I satelliti dotati di dispositivo synthetyc aperture radar (Sar)
sarebbero una soluzione estremamente
efficace per il controllo sulla stabilità
dei fabbricati in funzione di prevenzione.
Consentirebbero di tenere d’occhio
un’enorme quantità di edifici in tempi
brevi, assicurando la frequenza della
rilevazione e registrando anche uno
spostamento di un edificio di 2-3 mm.
La
tecnica, che sfrutta la banda radar,
si basa su riflettori materiali, che possono
essere i serbatoi dell’acqua sugli edifici
o le ringhiere dei terrazzi, che riflettono
l’onda elettromagnetica del radar,
modificata a seconda della quota
dell’edificio. Attualmente, una parte del
patrimonio immobiliare sfuggirebbe
all’occhio del satellite perché privo di
elementi rilevabili dal radar. Dal punto di
vista tecnico, dunque, sarà necessario
elaborare dei corner reflector, cioè
degli elementi da applicare all’immobile
in modo che i suoi movimenti possano essere
rilevabili dal radar del satellite.
In genere, il tempo di ritorno, da parte del satellite, sulla stessa
zona di territorio è di 15-20 giorni che
rappresenta l’intervallo di tempo fra
ciascuna singola misurazione di quota del
fabbricato, per cui è possibile rilevarne i
movimenti relativi. I satelliti dell’Alenia
sorvolano, sin dal 1992, il nostro paese
ogni 35 giorni.
Si potrebbe, quindi, procedere ad una puntuale mappatura degli edifici
a rischio.
Il satellite, inoltre, può tenere in memoria i dati per un certo
numero di anni, per cui sarebbe possibile
seguire e ricostruire la storia altimetrica
dell’edificio, l’intero corso della sua
vita. Una storia da inserire nel fascicolo
del fabbricato. Non a caso, anche se,
utilizzando le immagini di archivio del
satellite Sar si è scoperto che i
fabbricati, mesi prima, avevano cominciato a
dare segni di cedimento dell’ordine di
qualche centimetro o, addirittura,
millimetro, registrando variazioni
altimetriche dovute ad assestamenti
strutturali o del terreno. In alcuni casi,
infatti, il cedimento strutturale precede il
collasso dell’edificio. Si tratta di
passare dall’analisi ex-post alla prevenzione.
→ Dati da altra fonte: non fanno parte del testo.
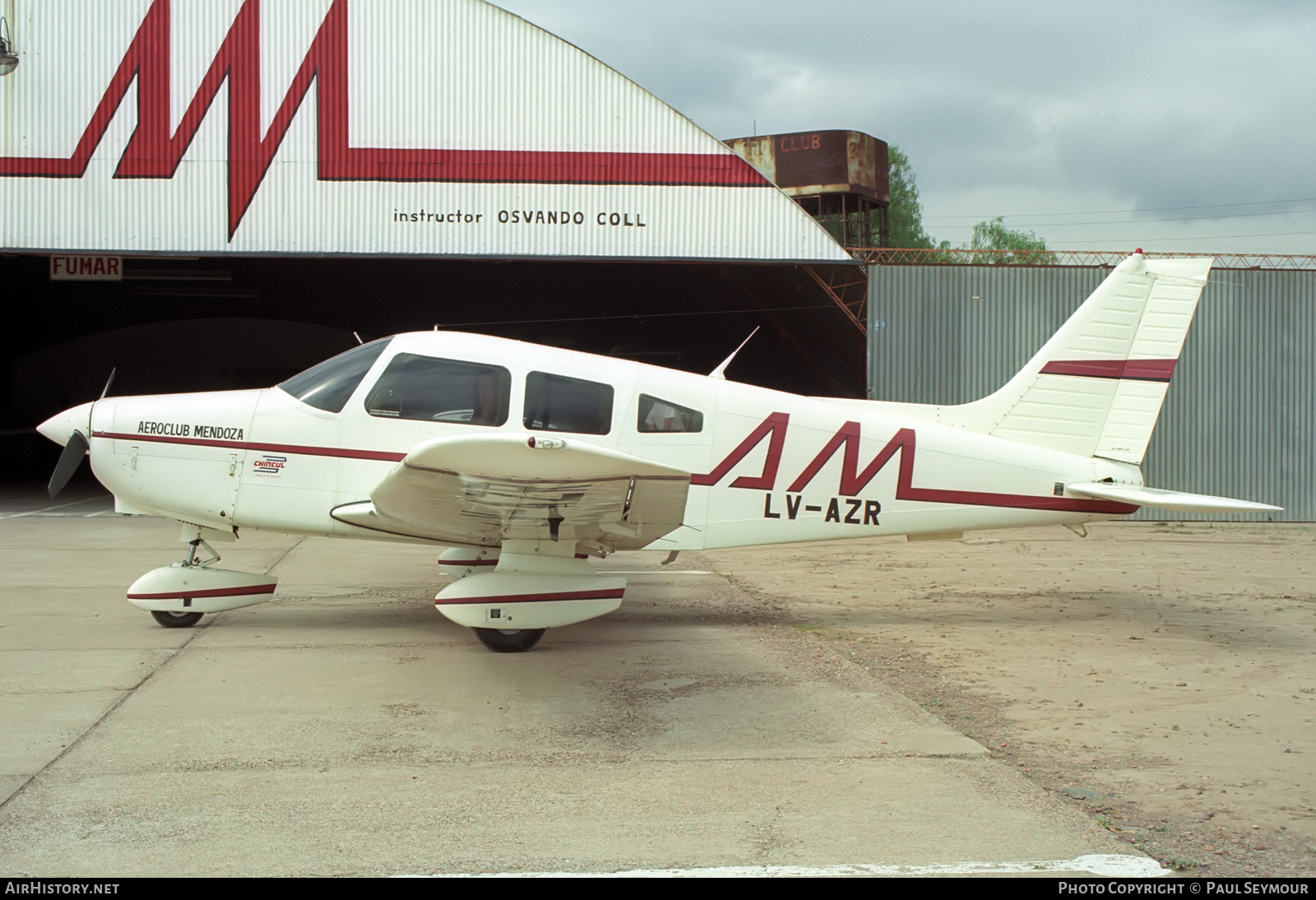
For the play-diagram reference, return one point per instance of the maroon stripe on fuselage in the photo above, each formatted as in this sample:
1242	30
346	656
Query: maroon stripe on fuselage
346	452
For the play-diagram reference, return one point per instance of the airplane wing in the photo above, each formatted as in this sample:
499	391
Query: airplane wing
484	489
1177	500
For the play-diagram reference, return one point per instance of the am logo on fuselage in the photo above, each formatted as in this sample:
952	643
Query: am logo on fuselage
846	507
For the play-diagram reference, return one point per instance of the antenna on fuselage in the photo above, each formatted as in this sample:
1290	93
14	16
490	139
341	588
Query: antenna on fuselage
721	370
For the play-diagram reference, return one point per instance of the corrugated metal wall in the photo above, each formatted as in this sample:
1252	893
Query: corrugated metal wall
1240	417
378	127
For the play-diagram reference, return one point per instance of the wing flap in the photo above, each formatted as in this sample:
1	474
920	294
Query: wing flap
1175	500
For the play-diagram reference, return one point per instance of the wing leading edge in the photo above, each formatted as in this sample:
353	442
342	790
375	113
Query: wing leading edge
484	489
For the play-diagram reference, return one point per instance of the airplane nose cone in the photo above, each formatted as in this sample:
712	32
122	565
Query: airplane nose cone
61	427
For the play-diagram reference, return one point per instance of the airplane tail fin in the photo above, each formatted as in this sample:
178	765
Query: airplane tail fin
1096	387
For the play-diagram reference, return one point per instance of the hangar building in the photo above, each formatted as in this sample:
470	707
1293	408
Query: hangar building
258	182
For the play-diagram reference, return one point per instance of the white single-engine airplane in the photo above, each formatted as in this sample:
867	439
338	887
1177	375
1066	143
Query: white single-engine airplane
526	461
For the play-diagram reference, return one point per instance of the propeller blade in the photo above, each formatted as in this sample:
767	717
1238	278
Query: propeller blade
69	462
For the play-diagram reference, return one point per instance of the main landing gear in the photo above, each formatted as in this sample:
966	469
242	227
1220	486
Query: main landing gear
175	620
510	640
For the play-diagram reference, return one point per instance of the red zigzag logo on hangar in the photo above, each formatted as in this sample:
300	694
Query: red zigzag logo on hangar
153	151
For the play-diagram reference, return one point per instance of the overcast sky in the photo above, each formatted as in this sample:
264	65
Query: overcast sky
1098	125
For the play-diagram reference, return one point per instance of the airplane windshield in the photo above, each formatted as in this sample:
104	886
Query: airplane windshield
331	383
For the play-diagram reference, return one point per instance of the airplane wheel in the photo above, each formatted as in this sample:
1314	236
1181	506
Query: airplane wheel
510	640
175	620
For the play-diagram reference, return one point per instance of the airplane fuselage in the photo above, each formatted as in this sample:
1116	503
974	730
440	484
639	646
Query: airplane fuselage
767	467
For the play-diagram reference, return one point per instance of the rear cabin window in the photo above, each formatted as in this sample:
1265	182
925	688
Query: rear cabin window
557	403
657	415
429	390
331	383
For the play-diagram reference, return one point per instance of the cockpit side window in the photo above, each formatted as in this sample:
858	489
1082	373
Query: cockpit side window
331	383
658	415
431	390
557	403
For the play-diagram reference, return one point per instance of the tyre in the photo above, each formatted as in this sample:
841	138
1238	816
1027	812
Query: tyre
510	640
170	619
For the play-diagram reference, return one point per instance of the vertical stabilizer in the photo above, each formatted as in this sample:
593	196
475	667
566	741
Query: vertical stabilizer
1096	387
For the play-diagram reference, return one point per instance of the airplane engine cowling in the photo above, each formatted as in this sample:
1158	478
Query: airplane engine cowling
192	588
Il monitoraggio degli edifici potrebbe avvenire a basso costo
utilizzando i satelliti dell’ente
spaziale europeo (Esa), attivi dal 1992
e che, quindi, già consentirebbero,
scandagliando nella memoria del satellite,
l’individuazione di immobili da tenere
sotto più stretta osservazione. Il
satellite, infatti, non potrà mai
sostituire l’indagine strutturale di uno
stabile eseguita da un professionista. Non
è detto, infatti, che ad un cedimento,
anche brusco, debba seguire necessariamente
un crollo.
Il monitoraggio satellitare ha il pregio di essere a basso costo,
attualmente valutato da 50 a 100 euro
l’anno, salvo indagini specifiche per i
fabbricati sospetti. Un monitoraggio
spaziale, tuttavia, potrebbe giustificare
anche investimenti ad hoc per
satelliti in grado di tenere sotto controllo
l’intero patrimonio nazionale.
Il sistema consentirebbe, in ogni caso, di assumere informazioni
importanti che andrebbero a corredo del
fascicolo del fabbricato.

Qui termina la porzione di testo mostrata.